CJ’s excitement over obtaining the two books is deflated when Denver homicide detective, Sergeant Fritz Commons, visits the store and informs him the young Nicaraguan man was found dead in an alley. Commons confiscates the two books as evidence. He visits CJ again a few days later and asks him about another dead man, Oliver Lyman, a professor of American History at the community college. Luis had been one of his students. Luis’s mother, Theresa, wants to hire CJ to find her son’s killer. Having quit the bail bond business, he refers her to his former partner Flora Jean. 

Stolen books, two dead men, and a grieving mother put CJ back in the business of doing what he loves—chasing bad guys—when Flora Jean asks for his help. He dreads having to explain to Mavis why he is again chasing bad guys:

He still hadn't been able to figure out exactly where he was now headed in life, but he suspected that sooner or later a proper choice would surface. He hadn't fully abandoned the idea of continuing in the antiques business, but he knew for certain now that he couldn't completely turn his back on being a bail bondsman. He had no idea how he'd combine the two polar-opposite careers, but with Mavis's hesitant blessing, he was going to try.

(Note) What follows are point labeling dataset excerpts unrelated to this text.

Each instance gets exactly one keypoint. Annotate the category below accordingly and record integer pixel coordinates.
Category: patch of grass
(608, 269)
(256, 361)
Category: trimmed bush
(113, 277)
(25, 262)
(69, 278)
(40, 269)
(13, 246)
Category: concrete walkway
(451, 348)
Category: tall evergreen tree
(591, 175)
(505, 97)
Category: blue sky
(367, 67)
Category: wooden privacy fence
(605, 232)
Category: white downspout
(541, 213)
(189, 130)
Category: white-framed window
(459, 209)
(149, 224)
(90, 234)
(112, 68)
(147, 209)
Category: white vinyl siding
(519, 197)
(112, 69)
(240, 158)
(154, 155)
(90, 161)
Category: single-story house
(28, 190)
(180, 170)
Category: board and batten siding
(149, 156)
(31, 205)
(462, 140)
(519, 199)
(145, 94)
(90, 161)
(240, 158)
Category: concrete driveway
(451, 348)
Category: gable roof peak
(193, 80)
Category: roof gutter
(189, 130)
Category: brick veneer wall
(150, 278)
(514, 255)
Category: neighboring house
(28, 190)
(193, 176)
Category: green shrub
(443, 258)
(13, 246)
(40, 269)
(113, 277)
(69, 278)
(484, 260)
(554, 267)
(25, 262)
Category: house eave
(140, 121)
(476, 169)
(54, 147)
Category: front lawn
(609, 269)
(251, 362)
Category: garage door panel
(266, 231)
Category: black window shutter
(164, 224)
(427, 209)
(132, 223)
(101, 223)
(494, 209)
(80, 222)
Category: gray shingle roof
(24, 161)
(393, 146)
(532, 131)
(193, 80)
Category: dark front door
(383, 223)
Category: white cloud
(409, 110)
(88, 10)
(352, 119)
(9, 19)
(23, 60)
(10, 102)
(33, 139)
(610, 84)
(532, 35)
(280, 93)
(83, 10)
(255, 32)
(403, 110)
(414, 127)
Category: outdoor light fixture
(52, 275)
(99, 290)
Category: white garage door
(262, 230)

To find the killer, CJ must find the owner of the two rare books he bought from Luis. His research revealed that the item that was attached to the end board of the medical book was a daguerreotype photograph of the Golden Spike Ceremony worth millions of dollars. The hunt for the killer leads to a confrontation with a “wealthy oil and gas baron, whose Western lineage stretched back to before Colorado's 1876 statehood...." Howard Stafford is a serious collector of books and owns an extensive library. To him, the conflict with CJ is a game he warns CJ he will lose.

Stafford is not the only danger CJ faces. His deadly nemesis, Celeste Deepstream, reappears just as I expected. After escaping from CJ when he rescued Mavis from her clutches in Resurrecting Langston Blue, she returns for another try at killing him. With her third appearance I realized her stalking of CJ adds tension to the story—no matter what case he’s on, he will always worry about when and where she will strike.

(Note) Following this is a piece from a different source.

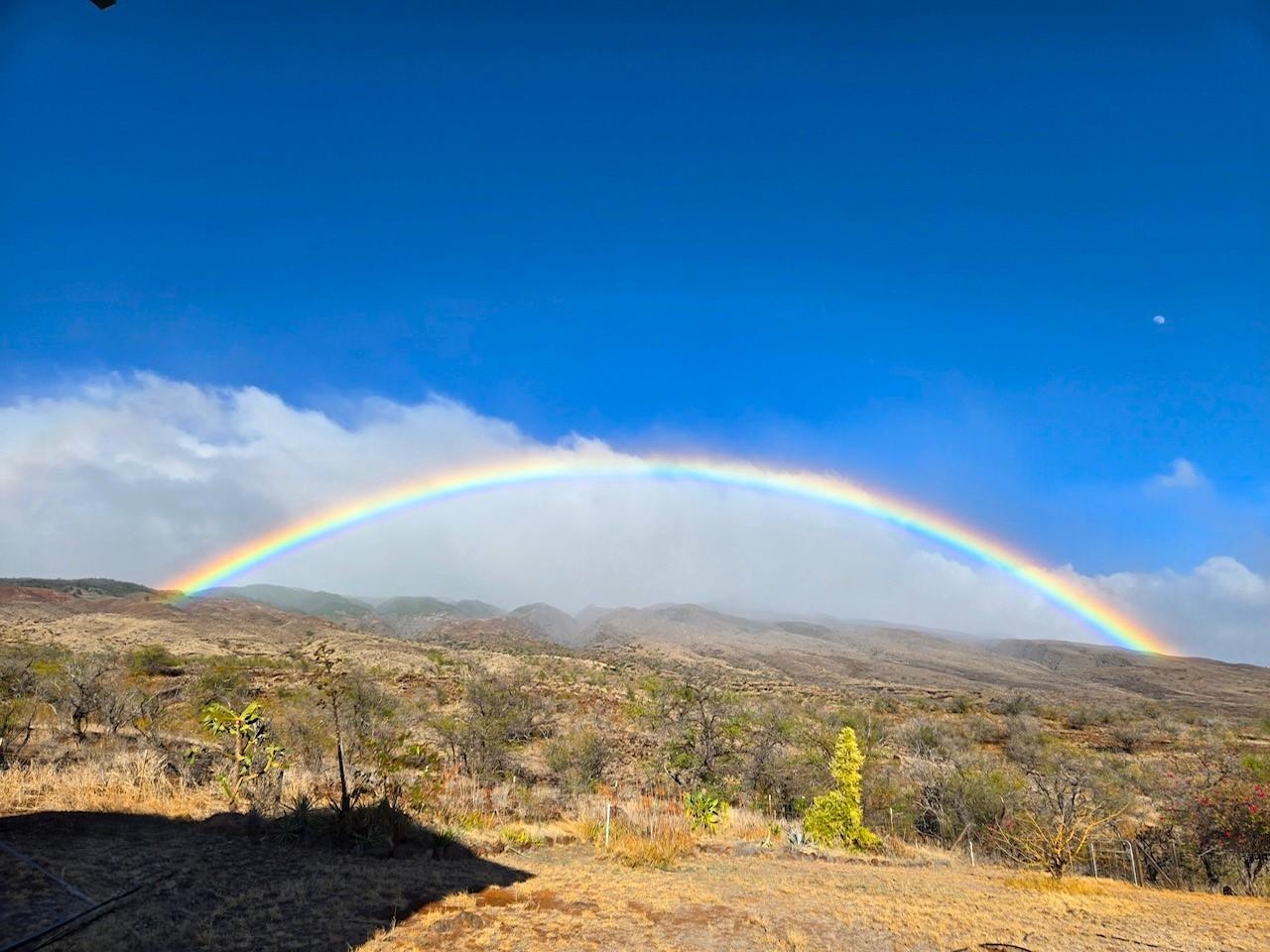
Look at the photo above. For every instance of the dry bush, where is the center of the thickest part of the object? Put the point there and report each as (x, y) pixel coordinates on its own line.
(135, 782)
(644, 832)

The former boss of the Denver mafia family, Mario Satoni, who was a friend of CJ’s uncle Ike, offers him a way to work as a bail bondsman and an antique dealer. If CJ comes into the antique business with him, he would “get to spend part of his time with Flora Jean doing what you’ve always done and the rest over here with me offering antiques and collectibles for sale—and a little protection.” Will CJ accept the offer? Read the next novel to find out.

The plot of The Fourth Perspective is much tighter than Greer’s previous three novels, which shows he is getting better at telling CJ’s stories. Best of all, we watch CJ develop over time. Unlike some detectives, he has personal problems, especially in the romance department. 

1 comment:

Kelly Robinson said...

I like it when modern mysteries have historical connections—I think I like it even better than mysteries that are set in the past. Perhaps it's because I'm interested in history myself, and constantly see its connection to and influence on everyday life.